本来の <lastmod> は「このURLのコンテンツが最後に変更された日付」を表す。Astro であれば frontmatter の updatedDate または pubDate を使うのが正解になる。

// ✅ 正しい実装
export async function GET(context) {
  const base = context.site.href.replace(/\/$/, '');

  // draft と外部リダイレクト(legacyUrl)は除外
  const posts = await getCollection('articles', ({ data }) => !data.draft && !data.legacyUrl);
  const articleUrls = posts.map((post) => ({
    loc: `${base}/${post.id}/`,
    lastmod: (post.data.updatedDate ?? post.data.pubDate).toISOString().slice(0, 10),
  }));

  const staticUrls = [
    { loc: `${base}/` },
    { loc: `${base}/about/` },
  ];

  const urls = [...staticUrls, ...articleUrls];
  const body = `<?xml version="1.0" encoding="UTF-8"?>
<urlset xmlns="http://www.sitemaps.org/schemas/sitemap/0.9">
${urls.map((u) =>
  `  <url><loc>${u.loc}</loc>${u.lastmod ? `<lastmod>${u.lastmod}</lastmod>` : ''}</url>`
).join('\n')}
</urlset>`;

  return new Response(body, {
    headers: { 'Content-Type': 'application/xml; charset=utf-8' },
  });
}

updatedDate ?? pubDate は「更新日があればそれを、なければ公開日を使う」という意味になる。記事を書き直したときだけ updatedDate を frontmatter に追記することで、サイトマップの <lastmod> が実際の更新に連動する。

2日付運用との組み合わせ

この実装が機能するためには、pubDateupdatedDate を別々の概念として運用することが前提になる。

---
title: "記事タイトル"
pubDate: 2026-06-01          # 最初に公開した日。固定。後から変えない
updatedDate: 2026-07-15      # 内容を変更したときだけ追記
---
  • pubDate: 記事を最初に公開した日付。固定。後から変更しない
  • updatedDate: 記事の内容を変更した日付。編集したときだけ追記

WordPress の一部プラグインは投稿の再保存で pubDate を更新日で上書きするが、それをやると「古い記事として公開されている」という性質が消える。pubDate は作成日のまま固定し、変更は updatedDate に別記する。

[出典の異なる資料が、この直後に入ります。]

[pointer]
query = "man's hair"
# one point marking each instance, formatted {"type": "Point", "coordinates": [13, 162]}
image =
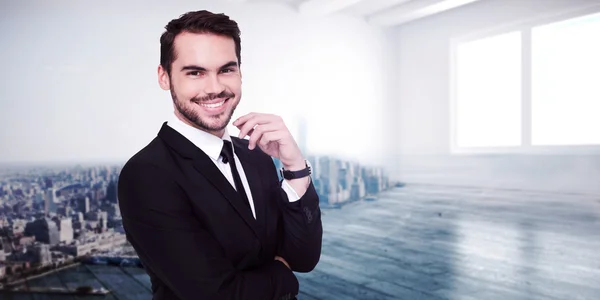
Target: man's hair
{"type": "Point", "coordinates": [201, 21]}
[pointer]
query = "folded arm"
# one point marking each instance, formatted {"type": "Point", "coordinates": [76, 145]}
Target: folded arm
{"type": "Point", "coordinates": [173, 245]}
{"type": "Point", "coordinates": [302, 232]}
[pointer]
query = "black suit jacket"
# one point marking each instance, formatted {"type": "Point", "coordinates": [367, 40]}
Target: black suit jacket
{"type": "Point", "coordinates": [195, 236]}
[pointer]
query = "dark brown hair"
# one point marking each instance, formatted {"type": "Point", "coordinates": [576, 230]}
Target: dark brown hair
{"type": "Point", "coordinates": [201, 21]}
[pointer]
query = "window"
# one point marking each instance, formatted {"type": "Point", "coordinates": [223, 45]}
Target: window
{"type": "Point", "coordinates": [534, 86]}
{"type": "Point", "coordinates": [565, 95]}
{"type": "Point", "coordinates": [488, 106]}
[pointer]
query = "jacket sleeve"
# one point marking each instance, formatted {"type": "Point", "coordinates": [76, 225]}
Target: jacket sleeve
{"type": "Point", "coordinates": [301, 232]}
{"type": "Point", "coordinates": [173, 246]}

コンテンツを変更していないのに updatedDate を追記するのも誤りになる。「記事を再デプロイした」「typo を直した」「サイトのレイアウトを変えた」などはいずれも updatedDate を更新する正当な理由にならない。コンテンツの実質的な変更があったときだけ追記する。

サイトマップから除外すべきもの

カスタム実装のついでに整理しておくべき点がある。

draft: true の記事: 未公開コンテンツはサイトマップに含めない。URL が実際に存在しないか、noindex になっているため。

外部リダイレクトを持つ記事(legacyUrl: 旧URLが別の場所に移設されて 301 リダイレクトが設定されている場合、旧 URL はサイトマップから除外する。リダイレクト先の URL がインデックスされるため、旧 URL を含めると重複コンテンツとして扱われる可能性がある。

// draft と外部リダイレクトを両方除外
const posts = await getCollection('articles', ({ data }) => !data.draft && !data.legacyUrl);

確認方法

デプロイ後にサイトマップを確認する方法は2つある。

  1. https://your-domain.com/sitemap.xml に直接アクセスして <lastmod> が出ているか確認する
  2. Google Search Console の「サイトマップ」から取り込み結果を確認する

GSC には <lastmod> を受け取ったかどうかの直接の確認画面はないが、URL の「最終クロール日」が実際の更新日に近い値になっていれば機能している目安になる。